Image blending is also image addition, but different weights are given to the images, giving an impression of transparency. In order to do this, the cv2.addWeighted() function will be used. This function is commonly used to get the output from the Sobel operator.
The Sobel operator is used for edge detection, where it creates an image emphasizing edges. The Sobel operator uses two 3 × 3 kernels, which are convolved with the original image in order to calculate approximations of the derivatives, capturing both horizontal and vertical changes, as shown in the following code:
# Gradient x is calculated:
# the depth of the output is set to CV_16S to avoid overflow
# CV_16S = one channel of 2-byte signed integers (16-bit signed integers)
gradient_x = cv2.Sobel(gray_image, cv2.CV_16S, 1, 0, 3)
gradient_y = cv2.Sobel(gray_image, cv2.CV_16S, 0, 1, 3)
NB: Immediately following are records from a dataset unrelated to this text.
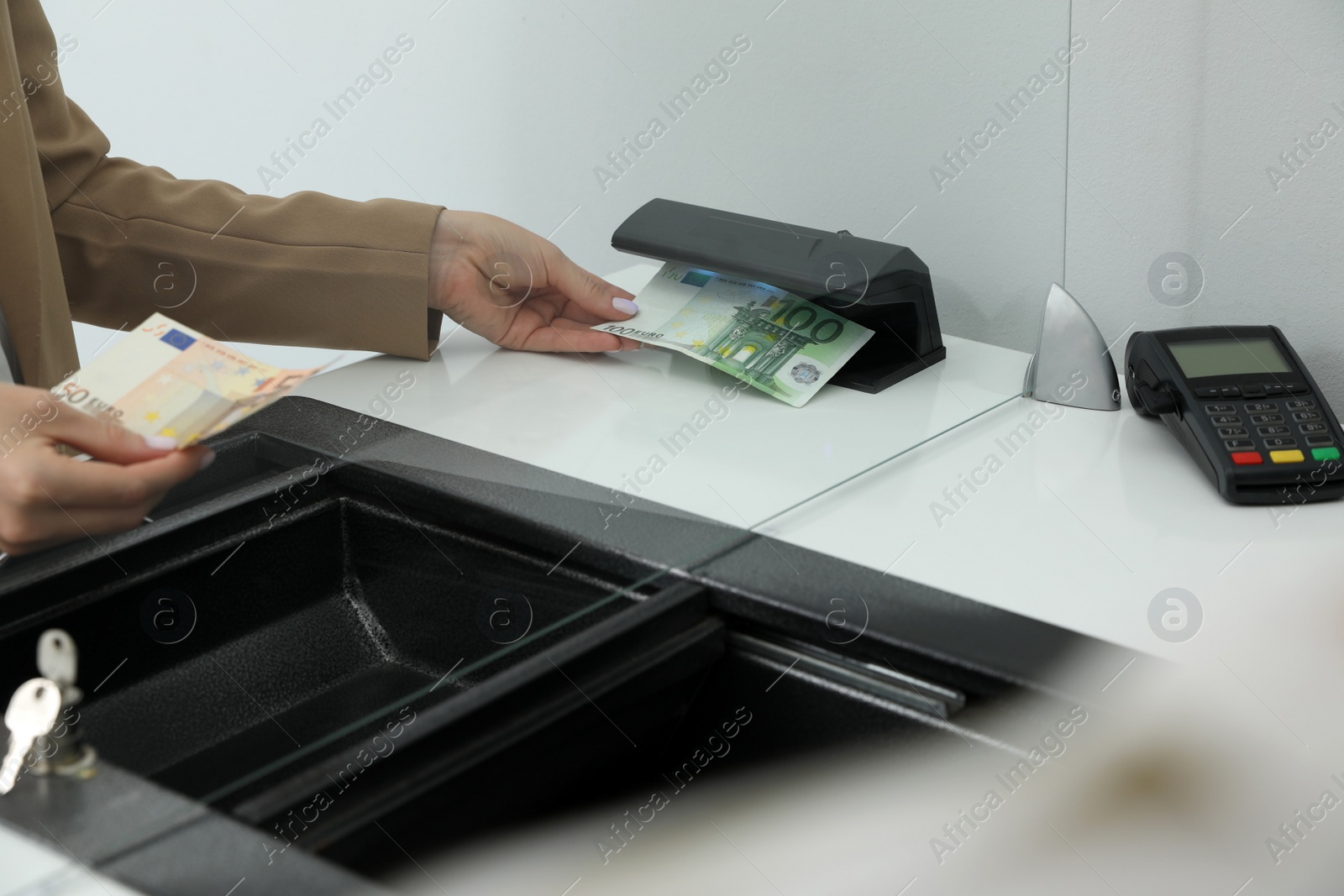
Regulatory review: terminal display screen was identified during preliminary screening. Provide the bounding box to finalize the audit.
[1167,338,1293,379]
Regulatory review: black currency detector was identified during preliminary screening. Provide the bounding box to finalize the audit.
[612,199,948,392]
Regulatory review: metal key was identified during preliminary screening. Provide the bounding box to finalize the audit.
[0,679,60,794]
[38,629,79,690]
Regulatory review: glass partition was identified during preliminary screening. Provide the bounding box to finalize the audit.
[0,0,1069,892]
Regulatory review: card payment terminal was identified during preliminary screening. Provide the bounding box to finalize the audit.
[1125,327,1344,504]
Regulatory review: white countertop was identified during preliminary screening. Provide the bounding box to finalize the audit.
[71,264,1344,657]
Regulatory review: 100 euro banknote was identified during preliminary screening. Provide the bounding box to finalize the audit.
[51,314,323,448]
[593,264,872,407]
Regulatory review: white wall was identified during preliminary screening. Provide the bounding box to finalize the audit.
[47,0,1069,362]
[1066,0,1344,410]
Therefore, after the horizontal and vertical changes have been calculated, they can be blended into an image by using the aforementioned function, as follows:
# Conversion to an unsigned 8-bit type:
abs_gradient_x = cv2.convertScaleAbs(gradient_x)
abs_gradient_y = cv2.convertScaleAbs(gradient_y)
# Combine the two images using the same weight:
sobel_image = cv2.addWeighted(abs_gradient_x, 0.5, abs_gradient_y, 0.5, 0)
This can be seen in the arithmetic_sobel.py script. The output of this script can be seen in the following screenshot:
In the preceding screenshot, the output of the Sobel operator is shown, including both the horizontal and vertical changes.